Comcast’s $31 Billion Bid for Sky Receives Regulatory Bump

Comcast’s proposed $31 billion offer for British satellite TV operator Sky isn’t generating any concern from the government’s Secretary of State for Digital, Culture, Media and Sport.

Comcast May 7 formally submitted a counter-offer to 21st Century Fox’s $15 billion bid to acquire shares of Sky it does not already own.

“Having reviewed the relevant evidence available, I can confirm that … I am minded not to issue [regulatory concern] on the basis that the proposed merger does not raise concerns in relation to public interest considerations, which would meet the threshold for intervention,” Mike Hancock said in a statement.

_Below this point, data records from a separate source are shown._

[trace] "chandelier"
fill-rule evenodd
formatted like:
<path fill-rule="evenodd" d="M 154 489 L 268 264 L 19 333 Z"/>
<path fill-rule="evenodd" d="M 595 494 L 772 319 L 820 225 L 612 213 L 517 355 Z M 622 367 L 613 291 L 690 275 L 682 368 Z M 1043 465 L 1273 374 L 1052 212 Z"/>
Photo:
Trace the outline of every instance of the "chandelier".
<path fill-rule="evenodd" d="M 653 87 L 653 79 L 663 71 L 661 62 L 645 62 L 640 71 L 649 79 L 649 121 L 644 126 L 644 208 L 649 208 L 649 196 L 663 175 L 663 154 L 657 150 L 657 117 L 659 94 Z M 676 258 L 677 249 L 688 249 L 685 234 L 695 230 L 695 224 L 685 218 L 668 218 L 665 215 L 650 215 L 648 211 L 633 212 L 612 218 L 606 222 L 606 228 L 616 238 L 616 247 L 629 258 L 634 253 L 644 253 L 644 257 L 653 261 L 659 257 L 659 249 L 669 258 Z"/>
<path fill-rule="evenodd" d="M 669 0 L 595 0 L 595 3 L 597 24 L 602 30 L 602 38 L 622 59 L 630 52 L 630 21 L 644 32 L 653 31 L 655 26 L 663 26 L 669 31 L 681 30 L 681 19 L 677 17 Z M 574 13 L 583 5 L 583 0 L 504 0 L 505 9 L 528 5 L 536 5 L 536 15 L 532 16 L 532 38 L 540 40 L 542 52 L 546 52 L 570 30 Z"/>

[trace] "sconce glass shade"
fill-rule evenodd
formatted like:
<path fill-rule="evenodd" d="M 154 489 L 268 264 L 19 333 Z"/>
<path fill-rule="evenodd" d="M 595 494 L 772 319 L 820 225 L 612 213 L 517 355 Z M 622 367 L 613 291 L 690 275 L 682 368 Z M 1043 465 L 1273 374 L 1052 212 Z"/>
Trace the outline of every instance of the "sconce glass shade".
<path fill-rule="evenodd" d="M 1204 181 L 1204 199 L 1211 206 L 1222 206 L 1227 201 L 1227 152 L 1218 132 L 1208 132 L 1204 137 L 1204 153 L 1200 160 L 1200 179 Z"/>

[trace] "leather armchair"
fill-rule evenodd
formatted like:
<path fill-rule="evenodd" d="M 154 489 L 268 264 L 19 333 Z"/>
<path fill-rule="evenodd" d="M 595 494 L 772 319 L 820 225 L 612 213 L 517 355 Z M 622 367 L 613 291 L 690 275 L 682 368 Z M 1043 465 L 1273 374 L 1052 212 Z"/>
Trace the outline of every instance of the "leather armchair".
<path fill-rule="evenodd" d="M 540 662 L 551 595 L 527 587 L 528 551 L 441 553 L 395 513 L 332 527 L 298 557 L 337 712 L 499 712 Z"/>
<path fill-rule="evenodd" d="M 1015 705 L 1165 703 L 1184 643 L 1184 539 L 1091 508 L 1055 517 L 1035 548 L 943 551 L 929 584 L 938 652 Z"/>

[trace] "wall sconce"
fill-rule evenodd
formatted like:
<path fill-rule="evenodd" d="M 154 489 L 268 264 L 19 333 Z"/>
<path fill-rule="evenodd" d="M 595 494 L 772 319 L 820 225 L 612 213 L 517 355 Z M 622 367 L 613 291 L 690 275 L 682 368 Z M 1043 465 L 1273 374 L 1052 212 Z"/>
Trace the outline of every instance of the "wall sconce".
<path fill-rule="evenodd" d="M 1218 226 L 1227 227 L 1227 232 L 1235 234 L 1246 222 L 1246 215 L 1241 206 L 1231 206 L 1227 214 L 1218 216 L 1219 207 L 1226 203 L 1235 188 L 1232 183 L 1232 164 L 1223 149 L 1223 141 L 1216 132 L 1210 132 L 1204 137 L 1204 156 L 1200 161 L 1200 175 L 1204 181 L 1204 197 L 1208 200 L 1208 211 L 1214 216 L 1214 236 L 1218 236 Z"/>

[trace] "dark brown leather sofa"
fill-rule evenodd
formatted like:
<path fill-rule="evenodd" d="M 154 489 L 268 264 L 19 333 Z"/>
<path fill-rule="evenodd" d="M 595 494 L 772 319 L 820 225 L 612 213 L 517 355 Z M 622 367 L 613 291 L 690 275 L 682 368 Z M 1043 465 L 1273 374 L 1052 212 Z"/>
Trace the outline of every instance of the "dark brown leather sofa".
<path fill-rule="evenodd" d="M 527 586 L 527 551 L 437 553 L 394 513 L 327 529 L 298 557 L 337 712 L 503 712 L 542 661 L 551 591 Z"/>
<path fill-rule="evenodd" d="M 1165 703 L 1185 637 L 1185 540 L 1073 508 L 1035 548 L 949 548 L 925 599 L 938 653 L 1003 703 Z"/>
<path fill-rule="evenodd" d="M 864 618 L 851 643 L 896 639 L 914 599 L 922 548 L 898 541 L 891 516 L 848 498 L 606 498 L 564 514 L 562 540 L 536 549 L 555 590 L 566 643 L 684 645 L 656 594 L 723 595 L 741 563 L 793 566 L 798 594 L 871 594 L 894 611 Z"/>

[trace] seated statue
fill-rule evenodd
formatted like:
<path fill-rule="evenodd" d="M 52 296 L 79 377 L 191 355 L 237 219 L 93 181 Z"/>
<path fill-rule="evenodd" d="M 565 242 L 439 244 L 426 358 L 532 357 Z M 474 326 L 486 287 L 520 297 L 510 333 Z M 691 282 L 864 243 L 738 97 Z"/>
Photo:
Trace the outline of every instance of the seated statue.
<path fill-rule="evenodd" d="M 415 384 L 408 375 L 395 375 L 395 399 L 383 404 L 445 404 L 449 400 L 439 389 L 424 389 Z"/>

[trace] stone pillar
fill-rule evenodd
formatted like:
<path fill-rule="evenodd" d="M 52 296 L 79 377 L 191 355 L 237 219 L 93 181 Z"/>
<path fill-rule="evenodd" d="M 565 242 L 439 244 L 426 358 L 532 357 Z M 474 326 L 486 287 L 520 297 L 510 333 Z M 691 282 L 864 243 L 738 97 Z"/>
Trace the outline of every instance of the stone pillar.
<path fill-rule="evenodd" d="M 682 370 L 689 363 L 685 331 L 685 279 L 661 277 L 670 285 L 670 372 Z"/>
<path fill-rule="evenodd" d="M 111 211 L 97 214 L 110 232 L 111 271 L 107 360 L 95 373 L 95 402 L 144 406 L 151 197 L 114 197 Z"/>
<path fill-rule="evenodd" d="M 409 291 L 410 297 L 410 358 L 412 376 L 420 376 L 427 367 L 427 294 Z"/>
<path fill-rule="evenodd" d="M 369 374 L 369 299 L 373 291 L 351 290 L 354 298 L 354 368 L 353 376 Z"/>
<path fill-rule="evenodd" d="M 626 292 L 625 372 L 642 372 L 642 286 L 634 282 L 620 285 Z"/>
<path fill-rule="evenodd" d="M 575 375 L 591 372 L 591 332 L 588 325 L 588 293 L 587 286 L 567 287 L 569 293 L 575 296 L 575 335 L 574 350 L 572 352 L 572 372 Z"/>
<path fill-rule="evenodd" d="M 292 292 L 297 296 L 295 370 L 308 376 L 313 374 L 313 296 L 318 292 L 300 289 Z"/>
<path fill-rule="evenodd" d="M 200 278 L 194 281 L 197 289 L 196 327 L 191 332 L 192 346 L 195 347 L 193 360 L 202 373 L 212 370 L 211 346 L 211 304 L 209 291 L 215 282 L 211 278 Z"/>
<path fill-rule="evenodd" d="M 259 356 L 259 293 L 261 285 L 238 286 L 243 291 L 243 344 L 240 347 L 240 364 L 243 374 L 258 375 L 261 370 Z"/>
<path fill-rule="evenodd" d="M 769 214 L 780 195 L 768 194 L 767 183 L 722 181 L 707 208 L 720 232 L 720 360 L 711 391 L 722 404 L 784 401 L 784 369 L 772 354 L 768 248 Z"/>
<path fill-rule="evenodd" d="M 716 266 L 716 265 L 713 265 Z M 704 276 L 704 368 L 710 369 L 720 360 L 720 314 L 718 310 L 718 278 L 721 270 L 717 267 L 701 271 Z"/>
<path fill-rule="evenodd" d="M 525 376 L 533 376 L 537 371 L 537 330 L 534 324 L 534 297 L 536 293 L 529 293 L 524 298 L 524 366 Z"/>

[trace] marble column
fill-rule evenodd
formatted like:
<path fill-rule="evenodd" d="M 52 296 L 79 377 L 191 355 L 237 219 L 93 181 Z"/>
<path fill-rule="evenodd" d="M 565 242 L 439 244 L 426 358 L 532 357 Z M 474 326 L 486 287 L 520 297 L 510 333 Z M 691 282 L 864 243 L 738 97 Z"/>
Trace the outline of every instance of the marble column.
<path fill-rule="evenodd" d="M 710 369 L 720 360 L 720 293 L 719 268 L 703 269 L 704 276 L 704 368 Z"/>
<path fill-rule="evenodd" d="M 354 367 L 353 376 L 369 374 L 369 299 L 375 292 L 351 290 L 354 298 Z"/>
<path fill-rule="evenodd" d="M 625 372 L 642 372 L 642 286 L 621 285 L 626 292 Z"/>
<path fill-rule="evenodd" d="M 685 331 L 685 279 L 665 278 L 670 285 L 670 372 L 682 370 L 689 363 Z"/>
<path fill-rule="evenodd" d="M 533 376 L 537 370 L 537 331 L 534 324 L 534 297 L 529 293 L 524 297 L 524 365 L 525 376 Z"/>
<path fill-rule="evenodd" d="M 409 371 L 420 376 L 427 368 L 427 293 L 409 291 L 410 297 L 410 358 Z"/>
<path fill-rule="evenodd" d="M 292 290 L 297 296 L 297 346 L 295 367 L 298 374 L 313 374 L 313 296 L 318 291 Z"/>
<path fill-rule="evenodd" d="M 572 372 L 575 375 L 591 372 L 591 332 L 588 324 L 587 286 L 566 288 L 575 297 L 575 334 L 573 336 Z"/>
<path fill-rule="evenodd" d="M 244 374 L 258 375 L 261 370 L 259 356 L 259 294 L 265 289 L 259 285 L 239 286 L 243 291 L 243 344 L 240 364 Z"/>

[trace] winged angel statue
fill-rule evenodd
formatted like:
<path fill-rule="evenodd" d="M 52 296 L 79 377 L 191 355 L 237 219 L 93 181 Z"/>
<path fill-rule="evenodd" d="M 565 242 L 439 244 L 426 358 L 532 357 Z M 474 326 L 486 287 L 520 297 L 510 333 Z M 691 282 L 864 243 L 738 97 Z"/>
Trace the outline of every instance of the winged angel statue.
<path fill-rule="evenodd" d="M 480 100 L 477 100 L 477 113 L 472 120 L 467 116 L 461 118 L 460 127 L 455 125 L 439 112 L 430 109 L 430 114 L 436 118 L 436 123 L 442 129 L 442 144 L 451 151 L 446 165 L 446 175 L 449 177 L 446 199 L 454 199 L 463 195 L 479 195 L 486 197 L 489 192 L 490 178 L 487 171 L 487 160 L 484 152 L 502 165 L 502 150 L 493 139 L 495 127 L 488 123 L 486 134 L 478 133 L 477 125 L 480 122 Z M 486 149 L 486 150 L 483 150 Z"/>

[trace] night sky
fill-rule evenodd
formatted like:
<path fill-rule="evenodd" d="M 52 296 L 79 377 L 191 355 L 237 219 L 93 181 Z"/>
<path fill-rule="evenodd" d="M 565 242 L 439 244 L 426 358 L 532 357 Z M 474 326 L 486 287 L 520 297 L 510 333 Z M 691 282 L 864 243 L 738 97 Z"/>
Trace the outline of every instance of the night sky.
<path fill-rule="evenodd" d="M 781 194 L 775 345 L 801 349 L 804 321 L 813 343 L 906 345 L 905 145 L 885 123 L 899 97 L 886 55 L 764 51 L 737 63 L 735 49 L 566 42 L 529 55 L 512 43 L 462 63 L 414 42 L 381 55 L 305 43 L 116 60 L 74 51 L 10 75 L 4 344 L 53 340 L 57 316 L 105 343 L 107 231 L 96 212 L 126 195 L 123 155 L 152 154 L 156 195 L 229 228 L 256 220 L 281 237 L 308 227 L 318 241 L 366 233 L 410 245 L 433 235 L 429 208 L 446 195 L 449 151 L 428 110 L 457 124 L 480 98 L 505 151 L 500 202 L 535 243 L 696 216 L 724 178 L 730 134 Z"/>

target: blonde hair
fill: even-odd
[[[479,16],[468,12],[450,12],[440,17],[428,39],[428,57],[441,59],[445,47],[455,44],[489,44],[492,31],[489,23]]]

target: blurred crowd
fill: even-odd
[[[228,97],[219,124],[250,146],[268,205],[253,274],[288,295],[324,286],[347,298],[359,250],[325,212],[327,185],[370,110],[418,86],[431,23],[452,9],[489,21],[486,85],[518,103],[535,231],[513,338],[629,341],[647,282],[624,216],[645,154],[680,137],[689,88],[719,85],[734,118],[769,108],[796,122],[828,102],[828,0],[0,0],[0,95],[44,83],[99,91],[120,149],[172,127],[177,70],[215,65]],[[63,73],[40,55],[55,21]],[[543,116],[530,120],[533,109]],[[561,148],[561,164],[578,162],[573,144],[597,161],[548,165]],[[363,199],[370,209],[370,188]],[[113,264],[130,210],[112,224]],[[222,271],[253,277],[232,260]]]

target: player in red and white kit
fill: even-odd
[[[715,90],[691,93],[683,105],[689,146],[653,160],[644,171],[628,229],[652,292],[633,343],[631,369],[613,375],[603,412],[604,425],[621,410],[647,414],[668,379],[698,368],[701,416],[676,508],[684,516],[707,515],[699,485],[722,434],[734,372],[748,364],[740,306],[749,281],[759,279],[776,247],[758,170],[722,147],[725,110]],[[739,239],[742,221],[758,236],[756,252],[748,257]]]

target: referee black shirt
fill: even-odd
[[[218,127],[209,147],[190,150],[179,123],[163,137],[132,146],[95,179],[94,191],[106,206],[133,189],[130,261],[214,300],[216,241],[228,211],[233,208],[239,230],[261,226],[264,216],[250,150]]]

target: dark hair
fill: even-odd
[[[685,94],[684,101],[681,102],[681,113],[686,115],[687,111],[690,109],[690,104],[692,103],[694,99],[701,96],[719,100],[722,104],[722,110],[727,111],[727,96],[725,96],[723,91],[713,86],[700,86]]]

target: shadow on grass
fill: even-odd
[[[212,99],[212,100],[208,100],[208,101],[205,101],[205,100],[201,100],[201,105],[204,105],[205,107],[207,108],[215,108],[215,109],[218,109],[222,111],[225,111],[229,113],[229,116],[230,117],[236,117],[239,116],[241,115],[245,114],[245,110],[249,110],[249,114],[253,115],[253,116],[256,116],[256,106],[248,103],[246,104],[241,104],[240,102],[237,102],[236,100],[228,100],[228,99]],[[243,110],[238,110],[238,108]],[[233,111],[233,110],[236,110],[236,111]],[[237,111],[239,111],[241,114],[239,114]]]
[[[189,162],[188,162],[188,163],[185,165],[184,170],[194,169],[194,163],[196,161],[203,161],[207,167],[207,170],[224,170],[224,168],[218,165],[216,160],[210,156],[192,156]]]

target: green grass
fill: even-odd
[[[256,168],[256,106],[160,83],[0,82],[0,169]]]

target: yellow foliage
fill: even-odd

Separately, media reports say Fox will formally ask shareholders to vote in July on The Walt Disney Co.’s $52.4 billion offer for 20th Century Fox Film, which includes 20th Century Fox Home Entertainment.

Comcast reportedly is readying its own bid for Fox assets in June.

In January, the U.K. Competition and Markets Authority issued a report warning Fox’s majority takeover of Sky without concessions would not be in the public’s best interest.

Fox, like Comcast, has vowed to leave Sky News as an autonomous operation with editorial and fiscal freedom in the event of a merger.

The CMA said successful bids by Disney or Comcast of Sky would “significantly weaken” Rupert Murdoch’s tie to Sky – the basis of the regulator’s concerns.

“On the face of it, these concerns would fall away,” the CMA said.